Guiseppe Peano had in de loop van de 19de eeuw een axiomatische theorie van de natuurlijke getallen geformuleerd. Hilbert vroeg of de rekenkunde volledig is, dat wil zeggen of je alle en alleen die beweringen over getallen kunt bewijzen die waar zijn. Gödel bewees dat als de theorie consistent is (dat is: geen tegenspraken bevat) dat hij dan onvolledig is. Dat wil zeggen er zijn beweringen in de taal van de rekenkunde die waar zijn maar niet bewijsbaar. Gödel gaf een wiskundig bewijs van deze stelling, door een bewering te construeren die als het ware van zich zelf zegt dat deze niet bewijsbaar is.

Zinnen die iets over zichzelf zeggen zoals:

Deze zin is niet bewijsbaar

en

Deze zin is niet waar

hebben iets paradoxaals. Neem de tweede zin. Is deze waar? Dan is hij niet waar, want dat is wat de zin zegt. Maar als hij niet waar is dan is hij waar want dat is precies wat de zin zegt. Een paradox. Kunnen we zeggen dat de zin tegelijk wel en niet waar is. Of is het een onzin?

De methode van zelf-reflectie die Gödel gebruikte in zijn bewijs van de onvolledigheid van de rekenkunde is gebaseerd op dezelfde redenering als die we tegenkomen bij de paradox van de leugenaar. De methode wordt wel diagonalisatie genoemd, vanwege Cantor’s bewijs van de overaftelbaarheid van het continuum. De vraag was wat het aantal reële getallen tussen 0 en 1 of het aantal punten op een lijnstuk is. Zijn er daar meer van dan het aantal natuurlijke getallen: 1, 2 ,3 , etc.?

Deze wiskundige techniek van zelf-reflectie kan volgens Fleischhacker beschouwd worden als “a kind of mathematical image of philosophical self-reflection.” (Fleischhacker 1995 p. 101). Daarom kan inzicht in deze methode helpen het verschil te zien tussen wiskunde en filosofie, zodat de valkuil van het mathematisme in de metafysica kan worden vermeden.

Zelf-verwijzing is essentiëel ingredient in het bewijs van Gödels onvolledigheid stelling. Maar hoe kan een bewering in de rekenkunde naar zichzelf verwijzen? Die zeggen immers iets over getallen (bijvoorbeeld: “3 + 2 = 5” of “6 is deelbaar door 3”), niet over beweringen. De oplossing bestaat erin de woorden en de zinnen te coderen in getallen, en wel zodanig dat je uit de code de zin weer kunt terug berekenen (decoderen). Maar er is nog een probleem en dat is de verwijzing met ‘deze’.

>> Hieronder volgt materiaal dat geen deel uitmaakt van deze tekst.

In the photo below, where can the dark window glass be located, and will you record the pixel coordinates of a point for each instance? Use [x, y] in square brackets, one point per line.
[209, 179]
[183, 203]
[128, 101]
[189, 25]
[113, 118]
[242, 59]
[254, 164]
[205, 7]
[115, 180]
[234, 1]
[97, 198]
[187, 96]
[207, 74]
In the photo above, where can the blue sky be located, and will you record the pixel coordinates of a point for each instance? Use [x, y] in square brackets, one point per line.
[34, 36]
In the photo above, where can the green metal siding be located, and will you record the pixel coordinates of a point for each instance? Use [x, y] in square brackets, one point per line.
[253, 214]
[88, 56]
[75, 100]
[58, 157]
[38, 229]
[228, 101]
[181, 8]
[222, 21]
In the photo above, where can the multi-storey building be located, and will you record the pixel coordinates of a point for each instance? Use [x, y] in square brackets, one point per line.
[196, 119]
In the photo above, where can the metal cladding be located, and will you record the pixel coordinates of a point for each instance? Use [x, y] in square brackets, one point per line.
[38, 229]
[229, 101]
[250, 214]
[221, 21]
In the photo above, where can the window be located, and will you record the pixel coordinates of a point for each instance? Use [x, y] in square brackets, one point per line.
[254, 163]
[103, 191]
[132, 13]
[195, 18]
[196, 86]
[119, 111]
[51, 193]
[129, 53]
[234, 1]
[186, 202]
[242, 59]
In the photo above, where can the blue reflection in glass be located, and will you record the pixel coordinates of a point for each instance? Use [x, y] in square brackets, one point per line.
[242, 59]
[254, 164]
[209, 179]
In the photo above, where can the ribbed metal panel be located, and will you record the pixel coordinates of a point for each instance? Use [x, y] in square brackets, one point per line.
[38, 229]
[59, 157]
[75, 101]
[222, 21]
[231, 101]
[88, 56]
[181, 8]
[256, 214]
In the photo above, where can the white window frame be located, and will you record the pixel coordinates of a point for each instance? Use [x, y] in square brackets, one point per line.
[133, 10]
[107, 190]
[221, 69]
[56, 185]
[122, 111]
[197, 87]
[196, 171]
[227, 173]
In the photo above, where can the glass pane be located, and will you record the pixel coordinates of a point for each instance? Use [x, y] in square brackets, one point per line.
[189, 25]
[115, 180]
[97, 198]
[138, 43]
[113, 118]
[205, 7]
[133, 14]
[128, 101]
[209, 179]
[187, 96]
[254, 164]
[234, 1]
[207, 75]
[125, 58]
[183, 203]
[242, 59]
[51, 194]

W.V. Quine heeft een truc bedacht om de verwijzing, die met het woordje ‘deze’ wordt uit gedrukt, te omschrijven (zie: Albert Visser 1986).

Deze zin is leuk.

wordt met deze truc:

“geeft iets leuks wanneer je het achter zijn eigen aanhaling zet.” geeft iets leuks wanneer je het achter zijn eigen aanhaling zet.

Deze zin zegt van zichzelf (dat is de zin tussen aanhalingstekens) dat deze leuk is.

Maar kan een zin wel iets zeggen?

Karakteristiek voor het mathematisch denken is dat het zich relateert aan iets dat extern is aan het subject dat denkt. Dat wil zeggen dat de onderscheidingen die het maakt onverschillig staan tegenover de eenheid van het object als ook tegenover zijn eigen activiteit van onderscheiden. De onderscheidingen die het denkt zijn slechts in gedachten. Of ik de appel nu denk als in twee delen verdeeld of niet, het blijft dezelfde appel en ik blijf dezelfde. Ik sta daar onverschillig en volstrekt buiten. Mathematisch denken is zuiver dualistisch denken: subject en object staan onverschillig tegenover elkaar. Descartes’ metafysica van de twee substanties (res cogitans en res extensa) is een mathematische metafysica. Sinds Descartes’ tijd werd de wiskundig methode dé methode van de natuurwetenschap. De wetenschap streefde ernaar haar kennis in mathematische formules en modellen uit te drukken.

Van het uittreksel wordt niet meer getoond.